Дон Кихот шел по кривой дороге из Эль-Тобосо в Мадрид. Намотанные на руку поводья резали запястье, за спиной ковыляла паскудная тварь, а древко копья чертило в пыли гадючий след. Иногда рыцарь печального образа оборачивался и пытался съездить Росинанту по опущенной морде ногой, обутой в рваный ботфорт.
- Дрянь, — презрительно (он умел ронять слова, будто плевки – холодно и с издевкой) цедил сквозь зубы Дон, – Дырявый мешок костей. Я мог бы выручить за тебя максимум три с хуем песо.

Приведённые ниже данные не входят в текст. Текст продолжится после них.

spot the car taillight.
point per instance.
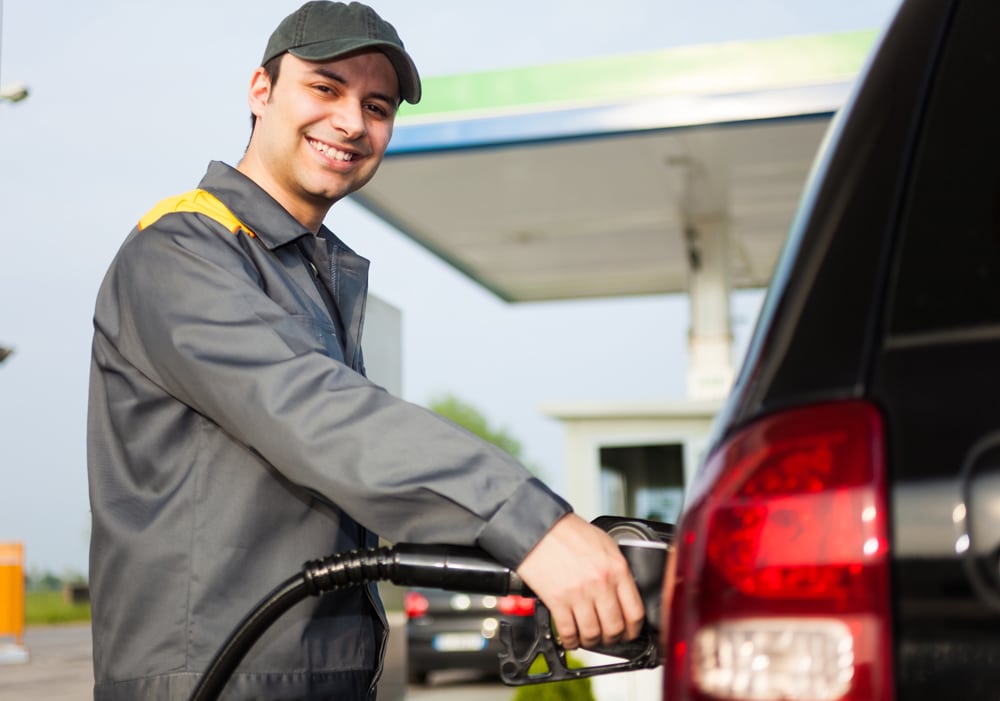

Он тыкал тупым концом копья в обтянутые кожей ребра: — Пшел, бляжий сын! Но!
Одр припадочно дергал шкурой, а в его брюхе екала селезенка.

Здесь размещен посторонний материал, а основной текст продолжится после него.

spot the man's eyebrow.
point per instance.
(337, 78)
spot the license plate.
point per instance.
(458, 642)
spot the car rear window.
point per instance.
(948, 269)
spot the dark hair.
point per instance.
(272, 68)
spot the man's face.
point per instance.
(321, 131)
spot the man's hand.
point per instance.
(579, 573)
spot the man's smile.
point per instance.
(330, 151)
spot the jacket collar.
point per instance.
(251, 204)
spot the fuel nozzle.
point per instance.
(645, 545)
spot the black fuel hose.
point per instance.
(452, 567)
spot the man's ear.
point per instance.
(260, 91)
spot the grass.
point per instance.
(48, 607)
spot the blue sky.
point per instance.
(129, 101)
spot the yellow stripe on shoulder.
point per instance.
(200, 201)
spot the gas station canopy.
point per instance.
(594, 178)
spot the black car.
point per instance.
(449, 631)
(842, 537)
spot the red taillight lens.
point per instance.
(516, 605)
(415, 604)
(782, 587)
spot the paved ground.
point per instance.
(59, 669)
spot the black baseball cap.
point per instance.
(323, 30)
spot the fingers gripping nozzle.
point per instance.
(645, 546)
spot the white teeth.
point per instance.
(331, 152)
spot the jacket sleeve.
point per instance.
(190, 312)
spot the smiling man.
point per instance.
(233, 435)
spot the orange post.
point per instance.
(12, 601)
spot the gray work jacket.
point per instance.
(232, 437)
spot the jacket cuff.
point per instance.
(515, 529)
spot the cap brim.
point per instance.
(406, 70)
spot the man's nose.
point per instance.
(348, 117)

Тычок, другой, и снова старик в мятой кирасе брел, спотыкаясь, под жарким июльским солнцем. Грязное исподнее резало Дону Кихоту жопу, обочины заросли болиголовом, по окрестным холмам раскорячились ветряные мельницы.
- Эх, Дульсинея, сиськи – пятерка да крепкая жопа… А помнишь, как пел я под окнами серенаду? Ту самую, из глубины сердца?